Collin County

Anna Parents Stunned as Coach's Arrest Uncovers Past Felony Convictions

Some baseball parents in Anna feel duped by Jason Conn and they're not the only ones. The president of Anna Sports Group, Clark Miller, is frustrated too.

"Surprise, disappointment, shock,” Miller said. "He was a likeable guy and put himself out there that way, volunteered a lot."

On Friday, a Facebook post from Conn's account told parents he had a family emergency and couldn't make a weekend tournament. That same day, he was arrested on federal charges.

Records show a misdemeanor hunting violation in January uncovered multiple Collin County drug convictions dating back to 2002 that prevented him from owning a gun. The indictment said Conn had a shotgun and a rifle during his run-in with Parks and Wildlife.

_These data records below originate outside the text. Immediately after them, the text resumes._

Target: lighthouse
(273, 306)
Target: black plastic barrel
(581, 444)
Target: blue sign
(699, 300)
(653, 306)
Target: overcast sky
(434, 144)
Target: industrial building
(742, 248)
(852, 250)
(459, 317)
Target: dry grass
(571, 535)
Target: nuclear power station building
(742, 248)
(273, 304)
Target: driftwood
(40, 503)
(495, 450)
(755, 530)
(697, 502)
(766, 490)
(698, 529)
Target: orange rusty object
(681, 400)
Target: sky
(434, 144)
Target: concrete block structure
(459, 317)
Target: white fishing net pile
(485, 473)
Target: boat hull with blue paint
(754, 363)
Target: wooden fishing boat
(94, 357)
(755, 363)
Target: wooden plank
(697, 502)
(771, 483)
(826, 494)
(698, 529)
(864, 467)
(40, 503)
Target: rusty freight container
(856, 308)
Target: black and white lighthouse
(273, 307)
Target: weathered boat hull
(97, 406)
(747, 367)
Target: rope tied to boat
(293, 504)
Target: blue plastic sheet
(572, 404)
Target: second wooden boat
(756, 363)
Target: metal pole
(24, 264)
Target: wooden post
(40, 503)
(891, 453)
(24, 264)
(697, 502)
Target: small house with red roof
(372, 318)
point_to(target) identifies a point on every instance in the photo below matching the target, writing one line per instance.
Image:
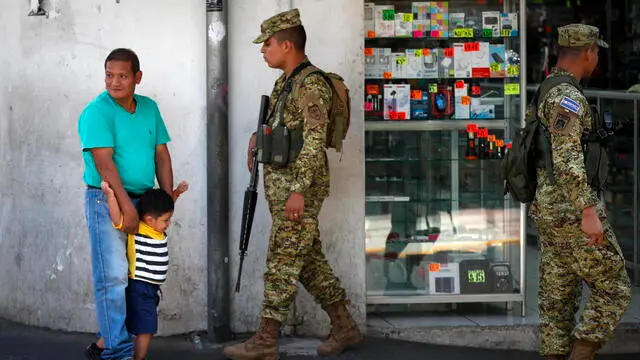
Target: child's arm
(112, 203)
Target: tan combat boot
(344, 331)
(263, 345)
(584, 350)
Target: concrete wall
(49, 69)
(335, 44)
(53, 66)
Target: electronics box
(509, 22)
(397, 101)
(369, 23)
(462, 61)
(491, 21)
(444, 279)
(404, 24)
(421, 19)
(496, 60)
(385, 21)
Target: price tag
(474, 46)
(368, 106)
(512, 89)
(388, 15)
(462, 33)
(472, 128)
(373, 89)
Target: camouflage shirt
(306, 109)
(565, 111)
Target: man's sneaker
(93, 352)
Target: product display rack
(442, 98)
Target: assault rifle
(251, 193)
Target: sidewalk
(19, 342)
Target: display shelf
(442, 94)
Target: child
(147, 254)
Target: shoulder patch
(570, 105)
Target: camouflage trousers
(566, 261)
(295, 254)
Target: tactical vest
(531, 148)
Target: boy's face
(160, 223)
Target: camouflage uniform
(295, 251)
(566, 259)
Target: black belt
(131, 195)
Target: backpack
(531, 149)
(340, 112)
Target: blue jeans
(110, 268)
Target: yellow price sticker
(512, 89)
(462, 33)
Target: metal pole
(218, 296)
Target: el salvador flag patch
(570, 105)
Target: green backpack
(531, 149)
(340, 112)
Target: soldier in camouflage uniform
(295, 194)
(577, 242)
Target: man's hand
(592, 227)
(294, 207)
(131, 220)
(252, 145)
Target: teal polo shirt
(133, 137)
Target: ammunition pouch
(279, 146)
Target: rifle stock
(251, 195)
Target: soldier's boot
(584, 350)
(263, 345)
(344, 331)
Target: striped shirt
(148, 255)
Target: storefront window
(442, 96)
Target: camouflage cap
(578, 35)
(282, 21)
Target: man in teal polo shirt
(123, 138)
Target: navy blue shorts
(142, 307)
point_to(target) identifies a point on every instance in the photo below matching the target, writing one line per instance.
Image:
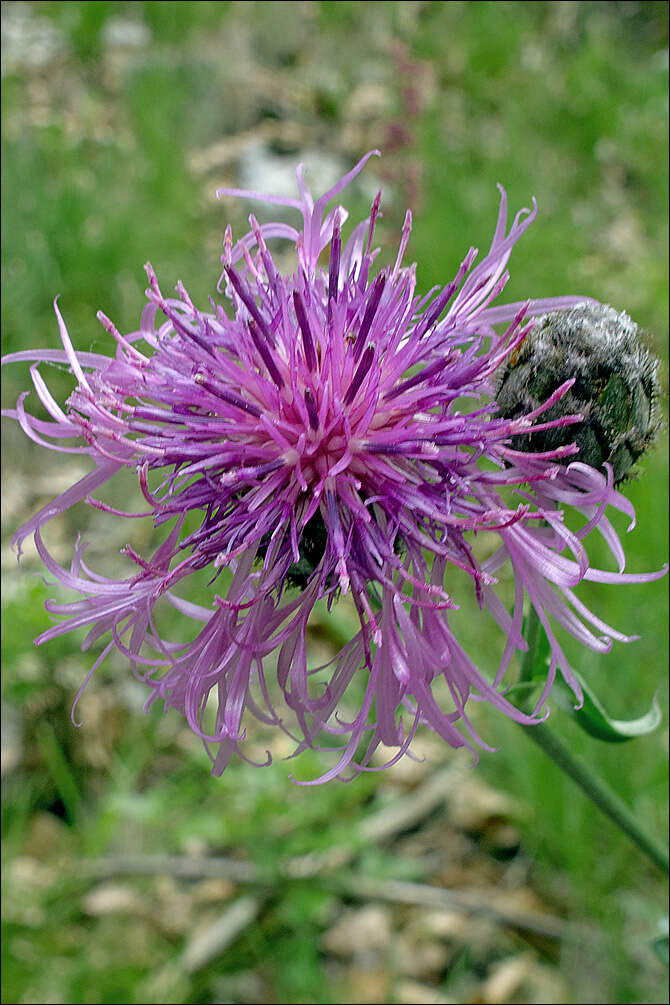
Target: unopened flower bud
(616, 386)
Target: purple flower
(329, 432)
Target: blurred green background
(120, 121)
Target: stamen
(249, 303)
(361, 372)
(333, 271)
(369, 317)
(303, 323)
(312, 411)
(265, 354)
(227, 396)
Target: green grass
(564, 102)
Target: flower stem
(597, 790)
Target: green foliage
(567, 102)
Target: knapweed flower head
(615, 387)
(324, 432)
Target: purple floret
(316, 430)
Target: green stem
(597, 790)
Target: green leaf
(660, 943)
(595, 721)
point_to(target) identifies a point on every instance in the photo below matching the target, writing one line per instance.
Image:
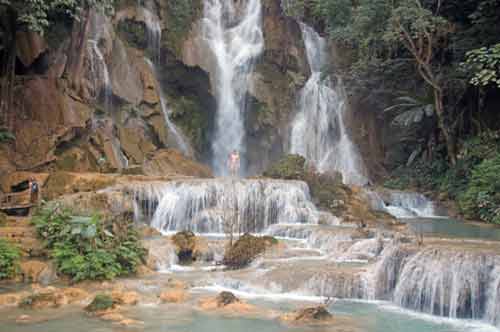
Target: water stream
(318, 130)
(233, 33)
(153, 34)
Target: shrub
(100, 302)
(88, 247)
(9, 259)
(482, 198)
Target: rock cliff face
(116, 122)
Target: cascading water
(318, 130)
(174, 133)
(98, 68)
(100, 76)
(234, 35)
(153, 34)
(203, 206)
(402, 204)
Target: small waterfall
(410, 205)
(493, 304)
(174, 133)
(153, 34)
(203, 206)
(402, 205)
(98, 68)
(233, 33)
(318, 130)
(447, 283)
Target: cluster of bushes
(89, 247)
(10, 256)
(474, 181)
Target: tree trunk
(449, 137)
(8, 68)
(76, 52)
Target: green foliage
(88, 247)
(180, 16)
(291, 167)
(100, 302)
(410, 110)
(482, 198)
(36, 15)
(10, 256)
(483, 65)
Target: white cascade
(410, 205)
(100, 77)
(233, 33)
(153, 34)
(175, 135)
(203, 206)
(318, 130)
(447, 283)
(98, 68)
(402, 204)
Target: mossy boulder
(101, 302)
(49, 299)
(185, 243)
(246, 249)
(290, 167)
(226, 298)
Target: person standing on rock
(234, 163)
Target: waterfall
(318, 130)
(174, 133)
(153, 34)
(234, 35)
(410, 205)
(447, 283)
(205, 206)
(401, 204)
(98, 68)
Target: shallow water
(365, 317)
(450, 228)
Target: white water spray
(153, 34)
(202, 205)
(233, 33)
(318, 130)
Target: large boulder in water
(246, 249)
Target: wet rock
(228, 303)
(23, 319)
(75, 295)
(125, 298)
(226, 298)
(246, 249)
(38, 271)
(174, 296)
(185, 243)
(170, 161)
(11, 299)
(47, 298)
(311, 315)
(100, 303)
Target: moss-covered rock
(133, 32)
(246, 249)
(101, 302)
(179, 17)
(290, 167)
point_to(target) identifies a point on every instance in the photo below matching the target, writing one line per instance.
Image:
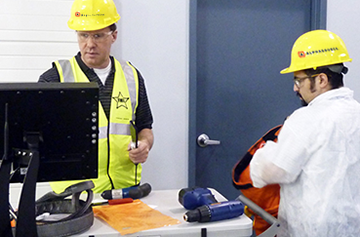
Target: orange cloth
(268, 197)
(132, 217)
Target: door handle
(204, 140)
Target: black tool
(135, 192)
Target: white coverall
(316, 161)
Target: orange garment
(268, 197)
(132, 217)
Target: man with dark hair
(316, 159)
(122, 95)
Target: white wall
(153, 35)
(343, 19)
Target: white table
(166, 201)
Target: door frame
(317, 21)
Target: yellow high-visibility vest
(114, 165)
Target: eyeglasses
(97, 38)
(298, 80)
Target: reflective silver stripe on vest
(130, 80)
(68, 74)
(115, 128)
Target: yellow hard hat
(87, 15)
(315, 49)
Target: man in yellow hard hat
(316, 159)
(122, 95)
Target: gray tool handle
(275, 224)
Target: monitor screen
(63, 117)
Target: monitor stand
(26, 222)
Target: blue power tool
(203, 207)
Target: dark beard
(303, 102)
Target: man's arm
(140, 154)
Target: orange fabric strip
(132, 217)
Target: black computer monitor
(63, 117)
(48, 132)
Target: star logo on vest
(121, 101)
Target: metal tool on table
(203, 207)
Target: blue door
(237, 49)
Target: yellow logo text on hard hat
(88, 15)
(315, 49)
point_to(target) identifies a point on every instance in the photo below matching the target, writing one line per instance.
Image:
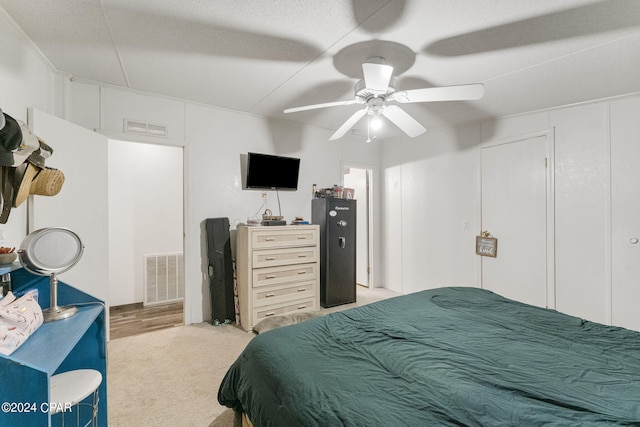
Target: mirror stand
(56, 312)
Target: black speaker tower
(220, 271)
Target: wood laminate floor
(134, 319)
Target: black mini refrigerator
(337, 221)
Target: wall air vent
(136, 126)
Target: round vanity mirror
(48, 252)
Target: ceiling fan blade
(433, 94)
(377, 76)
(348, 124)
(325, 105)
(403, 120)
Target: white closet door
(625, 213)
(514, 210)
(81, 205)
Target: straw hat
(30, 179)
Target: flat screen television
(265, 171)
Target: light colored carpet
(171, 377)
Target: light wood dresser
(277, 271)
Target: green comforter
(448, 356)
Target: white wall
(145, 212)
(25, 81)
(437, 175)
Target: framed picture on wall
(486, 246)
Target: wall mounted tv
(265, 171)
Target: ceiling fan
(377, 91)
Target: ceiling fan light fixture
(375, 122)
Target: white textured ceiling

He's now facing two counts of being a felon in possession of a firearm.

Conn, 38, coached 8- and 9-year-old boys and passed a background check with Anna Sports Group two years ago. That's when he applied to coach as a volunteer. 

"We made a mistake. We own the mistake. We're disappointed in ourselves. We are very upset with our process,” Miller said.

He said the group is made up of only volunteers who relied on trust and a business-type model that only looked back 10 years.

"This was '16, which is probably why it slipped through the cracks, but still, we're dealing with kids here,” Miller said.

Most of the drug offenses occurred in 2002, including possession of a controlled substance and manufacturing and delivery of a controlled substance. Court records also show violations including a DWI arrest in 2005 and evading arrest in 2008.

A few parents shared their frustrations with NBC 5, saying they paid $140 signup fees to use city facilities and thought their kids were in good hands. Miller said he's heard from them too and he's now planning more frequent background checks and a stricter application process.

"We're immediately trying to fix it. I mean, we're going to do it better. We're going to do it right. This was an eyeopener,” he said. 

As for the indictment, Conn could face up to 10 years in prison and a fine if convicted.